Running ANN algorithms on the computer side uses floating-point operations, whereas realizing floating-point operations on the FPGA consumes a huge amount of resources. We converted floating-point operations to fixed-point operations, which converts all input values and parameters in the ANN to the specified fixed-point format. Since the ADC can output a 12-bit complement, the desired number of fixed points can be obtained by complement and shift operations. The fixdt (1.18.14) mode was selected after constant adjustment of the fixed-point number pattern, and taking into account hardware cost and calculation accuracy. This represents numbers that will be represented using 18 bits, 1 symbolic bit, 3 integer bits, and 14 decimal bits. We performed RTL simulations on a computer for an FPGA project built using the fixed-point model.

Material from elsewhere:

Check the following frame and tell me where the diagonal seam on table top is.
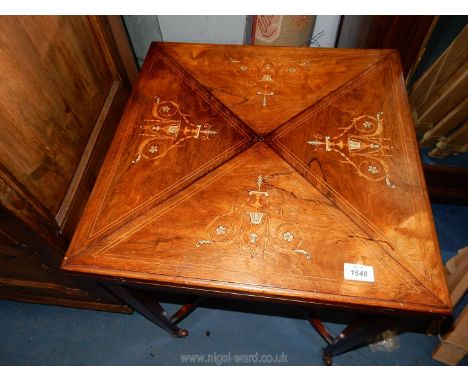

The results show that the error range between the fixed-point model and the floating-point model is (0.1 mm, 0.2 mm), which would increase the position resolution by approximately 0.2 mm, thus indicating that the ANN algorithm model works well on the FPGA. This effect can be ameliorated by increasing the number of fixed-point bits by using a more powerful FPGA.
Compared to CPU, using FPGA to implement ANN results in a significant increase in speed, which is reflected in the parallelism within the algorithm. For matrix calculations in ANN, the CPU usually completes one unit calculation before proceeding to the next unit and waits for the program to finish before proceeding to the next run, which consumes a lot of time even with a high running frequency. Computation using FPGA can be highly parallelized, not only in matrix computing, but also in different layers of the network. In our project, the FPGA ran at 500 MHz and consumed approximately 3000 ns to complete a single calculation, thus processing data at speeds up to 3.3 × 105 tracks/s in theory, which is difficult to achieve with a CPU. In fact, this approach speeds up the analysis of data not only in terms of the speed of the calculations, but also in regard to of the volume of data transferred and the drastic reduction in manpower required. As shown in Equation (2), the centroid method requires a lot of logical judgments and division operations, which are difficult to implement on FPGA and slow to run, which makes it unsuitable as an algorithm for online track vertex reconstruction.
5. Conclusions
In this paper, the MPGD track vertex reconstruction method was investigated and a scheme for online track vertex reconstruction was proposed. The centroid method, a conventional reconstruction algorithm, was first introduced and its reconstruction results were presented. The results show that the centroid method has a larger reconstruction error when the particles are not perpendicularly incident. In this situation, we propose the use of ANN for the track vertex reconstruction. Two networks were trained using a set of simulated generated data to complete the dimensionality reduction and reconstruction of MPGD track data. The trained neural networks have good convergence and strong generalization ability. The reconstruction results of the centroid method and ANN algorithm were compared, and the results show that the neural network model reconstructs the particle incidence position more accurately than the center of gravity method, which results in a better position resolution of 0.35 mm for the detector.
Most traditional methods of track vertex reconstruction are serial algorithms on a computer, which result in a reduction in the speed of data analysis. In this paper, we proposed that the ANN reconstruction algorithm be implemented on FPGA. An FPGA design based on the principle of the ANN algorithm was proposed to improve the data analysis efficiency by using the high operating speed of FPGA. The computer receives only valid data from the analysis of the raw trail data, thus reducing the amount of data storage.